2.1 Virus detection, identification, isolation, and growth kinetics
Vesicular fluids and tissue samples were collected from a pig farm in Guangxi Province in the southwest of China. Total RNA was extracted from each sample using TRIzol reagent in accordance with the manufacturer’s instructions (Sangon, China). Next, we synthesized cDNA from the total RNA using random primers (primer 9) and M-MLV reverse transcriptase (Takara, China), as described by the manufacturer’s guidelines. We also designed a range of specific primers to amplify different viruses (FMDV, SVDV, VESV, VSV and SVV); these primers were designed by Primer Premier 5 (Table S1). Using baby hamster kidney (BHK-21) cell line, SVV was isolated as described previously (Saeng-Chuto et al., 2018b).

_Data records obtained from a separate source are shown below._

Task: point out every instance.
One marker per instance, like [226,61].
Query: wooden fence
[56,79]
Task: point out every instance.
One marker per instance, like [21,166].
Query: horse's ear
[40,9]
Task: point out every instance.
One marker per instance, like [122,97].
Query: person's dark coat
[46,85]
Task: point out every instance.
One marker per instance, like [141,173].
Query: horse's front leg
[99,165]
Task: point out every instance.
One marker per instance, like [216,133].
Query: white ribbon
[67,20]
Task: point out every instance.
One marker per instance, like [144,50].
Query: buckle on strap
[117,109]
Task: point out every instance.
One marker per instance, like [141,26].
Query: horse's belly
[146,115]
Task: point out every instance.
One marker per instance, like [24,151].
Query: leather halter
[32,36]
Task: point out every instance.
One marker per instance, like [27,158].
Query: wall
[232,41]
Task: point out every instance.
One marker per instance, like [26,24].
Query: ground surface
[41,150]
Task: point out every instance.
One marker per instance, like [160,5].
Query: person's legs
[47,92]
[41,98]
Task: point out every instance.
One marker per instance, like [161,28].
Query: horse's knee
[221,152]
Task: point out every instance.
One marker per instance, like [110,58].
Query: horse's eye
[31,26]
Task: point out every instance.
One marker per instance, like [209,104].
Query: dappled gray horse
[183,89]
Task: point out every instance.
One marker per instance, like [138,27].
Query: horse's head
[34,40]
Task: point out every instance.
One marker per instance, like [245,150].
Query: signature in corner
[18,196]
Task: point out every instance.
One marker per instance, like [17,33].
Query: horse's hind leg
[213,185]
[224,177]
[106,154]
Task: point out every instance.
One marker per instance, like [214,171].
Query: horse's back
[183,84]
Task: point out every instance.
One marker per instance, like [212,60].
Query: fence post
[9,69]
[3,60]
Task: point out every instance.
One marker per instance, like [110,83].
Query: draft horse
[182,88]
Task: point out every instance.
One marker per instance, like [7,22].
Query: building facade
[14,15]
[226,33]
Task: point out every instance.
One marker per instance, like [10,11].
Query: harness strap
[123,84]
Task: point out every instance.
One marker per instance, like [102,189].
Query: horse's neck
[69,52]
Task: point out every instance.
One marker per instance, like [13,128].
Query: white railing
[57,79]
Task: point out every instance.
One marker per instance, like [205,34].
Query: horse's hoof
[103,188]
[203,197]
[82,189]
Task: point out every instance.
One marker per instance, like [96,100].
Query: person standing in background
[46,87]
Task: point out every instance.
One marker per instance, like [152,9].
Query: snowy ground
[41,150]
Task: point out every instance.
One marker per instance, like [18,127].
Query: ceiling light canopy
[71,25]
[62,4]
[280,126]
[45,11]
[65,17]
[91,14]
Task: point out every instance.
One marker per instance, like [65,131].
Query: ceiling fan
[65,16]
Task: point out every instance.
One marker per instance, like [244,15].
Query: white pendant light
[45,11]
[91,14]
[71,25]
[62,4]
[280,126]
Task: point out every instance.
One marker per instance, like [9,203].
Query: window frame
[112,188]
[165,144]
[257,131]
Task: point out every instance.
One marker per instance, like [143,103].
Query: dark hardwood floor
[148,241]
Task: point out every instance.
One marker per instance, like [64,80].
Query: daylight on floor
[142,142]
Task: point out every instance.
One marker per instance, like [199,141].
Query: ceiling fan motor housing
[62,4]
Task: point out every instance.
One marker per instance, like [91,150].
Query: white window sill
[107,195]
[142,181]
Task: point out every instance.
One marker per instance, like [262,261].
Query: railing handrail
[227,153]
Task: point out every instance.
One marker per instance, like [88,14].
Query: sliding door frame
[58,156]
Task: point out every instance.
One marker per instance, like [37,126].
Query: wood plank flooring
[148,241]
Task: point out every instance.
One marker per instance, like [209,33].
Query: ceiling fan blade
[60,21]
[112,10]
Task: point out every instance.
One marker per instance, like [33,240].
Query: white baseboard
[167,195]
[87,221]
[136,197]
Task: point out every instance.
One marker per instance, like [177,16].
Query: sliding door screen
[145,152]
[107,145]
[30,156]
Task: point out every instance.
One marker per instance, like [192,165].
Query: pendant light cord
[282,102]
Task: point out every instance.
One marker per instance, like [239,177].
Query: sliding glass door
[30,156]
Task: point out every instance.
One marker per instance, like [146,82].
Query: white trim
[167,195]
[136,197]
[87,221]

BHK-21 cells were seeded into 6-well plates and infected with SVV at a multiplicity of infection (MOI) of 0.1. The cells were then cultured until 14 hours post-infection (HPI). Cells were then fixed with 4% polyformaldehyde (Beyotime) for 20 min, permeabilized with 0.1% Triton X-100 for 7 min, and blocked with 5% skimmed milk (diluted in PBST) for 2 hours. The cells were then incubated for 2 h with a primary mouse-derived anti-VP1 polyclonal antibody (1:500; synthesized in-house). Next, the cells were washed three times in PBST and then incubated with a FITC-labeled goat anti-mouse IgG (H+L) secondary antibody (1:2000) for 30 min. Finally, cells were washed five times in PBST and analyzed under a fluorescent microscope.
In a second experiment, we seeded BHK-21 cells into 6-well plates and infected the cells with SVV (0.1 MOI). Cell culture supernatants were then harvested at 6, 12, 24, 36, 48, and 60 HPI. We then measured the titer of virus in each sample of supernatant by titration. Results are reported as 50% tissue culture infective doses per milliliter (TCID50/ml), in accordance with the Reed-Muench method (Chen et al., 2016). Data were analyzed by GraphPad Prism (version 6.0) software (GraphPad Software Inc., La Jolla, CA).